Ein Mehltau von Genetiv-Metaphern liegt über diesem Romandebüt: schön anzusehen, doch für die Lebensbedingungen der zarten Fabel-Pflanze mittelfristig nicht von Vorteil. Richard Obermayr steckt im Bilderstau fest in einem verlassenen Hotel an der normannischen Küste, die Erinnerung an Großvater und Mutter beschwörend, mehr muß ja auch nicht geschehen, und alles was dazu in Augenschein genommen wird, erhält die Aura einer Reliquie im Kerzenglanz. Das Wärmeziel dieses Unternehmens lautet natürlich Initiation, doch generiert es nur ungedeihliche Kälte. Immerhin, wie Obermayr schreibt, man friert hier sehr begabt.

Guido Graf |
    Den 28jährigen Obermayr wegen fortgesetzten Verstoßes gegen das heilige Ornament-Verdikt eines Adolf Loos in die Grusel- oder Schmollecke der Anti-Modernisten zu verstoßen, legt sein Buch verdächtig nahe. Möglicherweise zu sehr, als daß man darauf hereinfallen sollte. Der unbedingte, aber auch weitgehend ironiefreie Wille zu Pracht und Brokat erregt Bewunderung. Es gehört schon eine gehörige Protion Mut und Konsequenz dazu, das auf 365 Seiten durchzuhalten. Grund, darin nicht nur spätpubertäres Geblähe zu sehen, hegt allerdings in der Schwierigkeit, zwischen Wahn und Naivität dieser Anstrengung zu unterscheiden.

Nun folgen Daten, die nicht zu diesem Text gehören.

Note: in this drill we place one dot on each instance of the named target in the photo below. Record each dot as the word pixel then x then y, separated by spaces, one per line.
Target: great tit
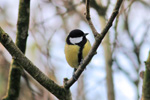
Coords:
pixel 76 48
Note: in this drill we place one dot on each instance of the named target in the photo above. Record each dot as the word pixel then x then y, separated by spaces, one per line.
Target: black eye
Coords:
pixel 76 33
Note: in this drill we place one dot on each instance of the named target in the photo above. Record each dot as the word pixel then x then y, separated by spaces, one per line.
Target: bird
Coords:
pixel 77 47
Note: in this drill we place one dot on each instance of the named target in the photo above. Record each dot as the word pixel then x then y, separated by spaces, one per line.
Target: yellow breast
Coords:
pixel 71 53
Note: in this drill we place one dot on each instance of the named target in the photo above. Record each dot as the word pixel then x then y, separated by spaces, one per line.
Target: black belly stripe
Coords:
pixel 81 45
pixel 80 57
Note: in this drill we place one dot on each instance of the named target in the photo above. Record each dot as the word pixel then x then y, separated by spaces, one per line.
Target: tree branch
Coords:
pixel 98 39
pixel 22 33
pixel 146 81
pixel 24 62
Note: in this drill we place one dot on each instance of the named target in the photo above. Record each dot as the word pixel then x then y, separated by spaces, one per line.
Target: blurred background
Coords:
pixel 128 43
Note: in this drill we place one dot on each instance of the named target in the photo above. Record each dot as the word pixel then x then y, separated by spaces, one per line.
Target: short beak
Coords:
pixel 86 34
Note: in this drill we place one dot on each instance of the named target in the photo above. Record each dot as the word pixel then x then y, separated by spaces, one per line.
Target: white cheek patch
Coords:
pixel 75 40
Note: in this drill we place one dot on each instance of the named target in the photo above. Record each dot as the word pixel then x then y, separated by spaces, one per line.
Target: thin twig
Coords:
pixel 88 17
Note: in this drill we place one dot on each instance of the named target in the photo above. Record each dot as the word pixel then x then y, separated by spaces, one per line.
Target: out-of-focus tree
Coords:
pixel 123 52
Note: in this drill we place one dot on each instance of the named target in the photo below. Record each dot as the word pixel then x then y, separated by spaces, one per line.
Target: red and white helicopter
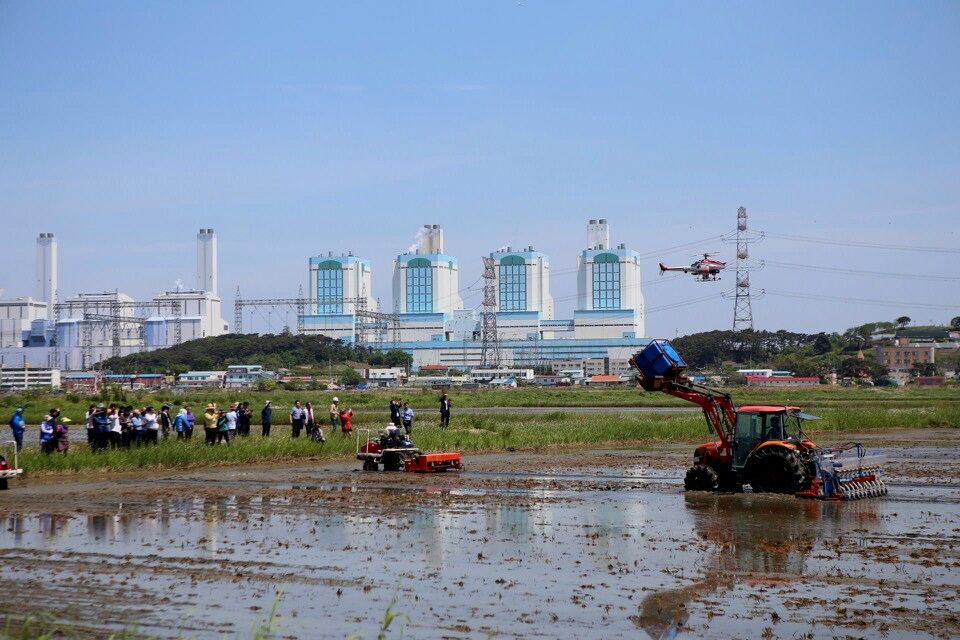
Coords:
pixel 704 269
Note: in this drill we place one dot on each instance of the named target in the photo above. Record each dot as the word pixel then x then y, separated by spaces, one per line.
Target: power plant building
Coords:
pixel 609 297
pixel 425 288
pixel 339 296
pixel 523 300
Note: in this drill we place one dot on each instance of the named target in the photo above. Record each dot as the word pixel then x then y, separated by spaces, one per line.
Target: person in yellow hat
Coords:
pixel 210 424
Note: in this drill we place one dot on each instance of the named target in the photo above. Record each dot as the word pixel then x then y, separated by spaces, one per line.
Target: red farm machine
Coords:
pixel 394 451
pixel 763 446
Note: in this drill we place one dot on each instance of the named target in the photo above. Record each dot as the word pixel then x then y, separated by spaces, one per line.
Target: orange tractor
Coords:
pixel 763 446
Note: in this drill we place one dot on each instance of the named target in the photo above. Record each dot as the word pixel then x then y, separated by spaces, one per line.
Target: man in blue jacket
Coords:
pixel 18 425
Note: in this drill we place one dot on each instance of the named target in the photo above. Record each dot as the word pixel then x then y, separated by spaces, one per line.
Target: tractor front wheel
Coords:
pixel 700 477
pixel 775 471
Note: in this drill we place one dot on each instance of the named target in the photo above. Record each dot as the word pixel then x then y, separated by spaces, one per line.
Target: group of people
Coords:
pixel 302 418
pixel 116 426
pixel 224 425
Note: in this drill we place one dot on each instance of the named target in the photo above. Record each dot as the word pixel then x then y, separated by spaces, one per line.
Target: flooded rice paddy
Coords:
pixel 520 545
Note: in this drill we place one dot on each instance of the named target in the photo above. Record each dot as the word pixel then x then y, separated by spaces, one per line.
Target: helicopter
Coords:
pixel 704 269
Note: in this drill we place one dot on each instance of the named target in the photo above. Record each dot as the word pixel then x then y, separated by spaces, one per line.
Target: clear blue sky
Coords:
pixel 297 128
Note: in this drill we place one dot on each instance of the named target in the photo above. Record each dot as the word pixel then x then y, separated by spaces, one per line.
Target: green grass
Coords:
pixel 483 431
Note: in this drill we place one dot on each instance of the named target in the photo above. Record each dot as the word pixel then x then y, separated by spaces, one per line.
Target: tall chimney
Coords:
pixel 598 234
pixel 47 270
pixel 207 261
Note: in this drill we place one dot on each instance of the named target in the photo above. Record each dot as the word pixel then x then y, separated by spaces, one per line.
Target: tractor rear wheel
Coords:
pixel 775 471
pixel 391 462
pixel 700 477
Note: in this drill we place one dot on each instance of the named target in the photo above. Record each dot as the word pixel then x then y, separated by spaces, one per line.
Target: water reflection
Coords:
pixel 755 540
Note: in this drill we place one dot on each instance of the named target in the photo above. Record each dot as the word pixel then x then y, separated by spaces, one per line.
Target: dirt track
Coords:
pixel 522 544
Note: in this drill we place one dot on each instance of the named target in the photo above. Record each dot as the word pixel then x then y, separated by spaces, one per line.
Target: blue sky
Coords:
pixel 298 128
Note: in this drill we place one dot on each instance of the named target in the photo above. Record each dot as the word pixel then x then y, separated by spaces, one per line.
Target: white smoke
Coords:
pixel 418 243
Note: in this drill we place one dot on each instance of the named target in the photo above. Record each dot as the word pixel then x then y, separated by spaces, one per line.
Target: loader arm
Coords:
pixel 718 409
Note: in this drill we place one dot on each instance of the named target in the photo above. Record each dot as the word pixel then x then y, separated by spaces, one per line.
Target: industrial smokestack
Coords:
pixel 207 261
pixel 47 270
pixel 598 234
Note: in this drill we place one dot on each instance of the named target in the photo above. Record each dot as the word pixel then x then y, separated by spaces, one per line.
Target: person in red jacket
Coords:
pixel 346 426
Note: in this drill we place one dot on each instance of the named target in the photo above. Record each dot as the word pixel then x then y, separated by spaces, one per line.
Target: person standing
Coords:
pixel 151 426
pixel 18 425
pixel 407 417
pixel 101 428
pixel 47 428
pixel 61 436
pixel 395 412
pixel 444 411
pixel 223 428
pixel 136 426
pixel 116 430
pixel 166 420
pixel 232 418
pixel 308 422
pixel 180 423
pixel 191 421
pixel 266 418
pixel 334 414
pixel 244 419
pixel 296 419
pixel 90 430
pixel 210 417
pixel 346 422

    Die Intensität von Obermayrs auf die Sinne gestimmter Prosa, unterversichert gegen die erodierende Kraft der Lyrismen, und eine Art sprachlicher Religiösität wechseln sich unvermittelt ab. Jeder verdrechselte, sich im Bildergestöber des Buches nur isolierende Satz scheint Bewunderung provozieren zu wollen, ein Kalkül, das sich als virtuose Emphase mißversteht. Als Sprachbildner ist Obermayr praktizierender Fundamentalist, der Gestus wiegt mehr als die Praxis - die Praxis des Schreibens und des Erzählens. Gleichwohl beweist er oft genug, daß er mit dem Feinbesteck umgehen kann. Doch handelt es sich nicht um falsche Nachsicht, das Gespreize dagegen zu halten, als das sich seine Prosa auf Dauer darstellt. Der von Beginn an hochgetönte und forcierte Sog der Sprache, so man denn sich auf ihn einläßt, zieht die Aufmerksamkeit ab, die für den Leser notwendig wäre, um dem folgen zu können und zu wollen, was Obermayr erzählen will. Er wagt so oft die kühnen Bilder, die sich doch zu einer Erinnerungsgeschichte, einer Genealogie seiner selbst verdichten sollen, und landet wieder und wieder nur bei Preziosen.

    Warum das so ist, erklärt Obermayr allerdings auch, möglicherweise nicht ganz frei. Da ist der natürlich übergroße Vater, mächtig und fern, in Besitz von Wissen und Technik. Seinen Wünschen kann der Junge nie genügen. Die Mutter dagegen erscheint warm, weich und nah, ihre Stimme ist gegenwärtig, sie verspricht, den Hunger des Kindes zu stillen. Um diese banale Tradition noch manifest zu machen, kommt auch der Großvater ins Spiel: "Meinen noch leeren Körper füllte meine Mutter in Gebeten mit den Knochen ihres Vaters auf. Als noch jedes Wort in jeden Mund paßte, gab sie mir seine Stimme (...) denn ich habe eine Mutter, die auf dem Bild, dem einzigen ihres Vaters, mich zu erkennen glaubt." Mit dieser prächtigen Rechtfertigung seines Inzestwunsches kann der Junge gar nicht anders, als Dichter zu werden. Mit ordentlich verschraubtem Zweifels-Parlando versucht Obermayr, seine Selbstfigur auch in ihrer Lächerlichkeit zu zeigen, wenn er seinem so vehement ausgestellten Leiden an der Welt nicht sonderlich viel Tiefgang zugesteht. Doch ist das alles andere als ironisch. Es verstärkt nur die Grabespracht, die der junge Dichter wie eine Monstranz vor sich herträgt, gekleidet in ein aufdringlich gemustertes Büßergewand. An das Muster wird man sich erinnern, es gibt sie ja, die sowas tragen.